The court heard how Toby and Gina had an outstanding drugs debt to a third party, which was enforced by two men – now identified as Barnard and Milne – in the form of a deliberate fire.

All three defendants pleaded not guilty to the charges put to them, but were all found guilty by jury.

Barnard, 32, unemployed, previously of Spring Steps, Winchelsea; and Milne, 42, a furniture remover, of Wilmington Road, Hastings, have been remanded in custody to be sentenced on Friday 28 May.

Tabakis, 31, unemployed, of Cornwallis Gardens, Hastings, was released on bail to be sentenced at a date yet to be set.

Senior Investigating Officer, Gordon Denslow, of the Surrey and Sussex Major Crime Team, said: “The investigation into the circumstances surrounding the events which tragically cost Gina Ingles and her four-year-old son, Milo, their lives has been very long and very complex.

“At no point have Barnard or Milne accepted responsibility for their actions in the early hours of 10 July 2018, or expressed any remorse or regret.

“Instead, their unfounded denials in the face of compelling evidence have meant that Gina’s and Milo’s family have had to endure a long and painful wait to find out what really happened that night, and why. They have been forced to re-live the terrible loss of their loved ones once again during this trial.

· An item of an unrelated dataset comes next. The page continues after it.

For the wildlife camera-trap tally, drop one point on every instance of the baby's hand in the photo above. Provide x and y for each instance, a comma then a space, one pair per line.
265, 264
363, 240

“I am grateful to the court and in particular to the members of the jury who have reached what I have always believed to be the right, and only conclusion that could be drawn from the evidence presented to them over the last six weeks.

“This was a carefully planned, cowardly, but horrific attack carried out by Barnard and Milne in the middle of the night against a defenceless family. Tabakis then knowingly tried to help them get away with their crimes by driving the car they used during the attack to Portugal just hours afterwards.  

“Whilst there is sadly nothing that can ever be said or done to undo the events of that tragic night, I can only hope that this outcome provides some comfort to Gina’s and Milo’s family, who have acted with remarkable patience and dignity throughout this prolonged investigation.

“Lastly, it is right that I thank every single one of my colleagues involved in this challenging investigation for their professionalism, tenacity and commitment throughout. Thank you.”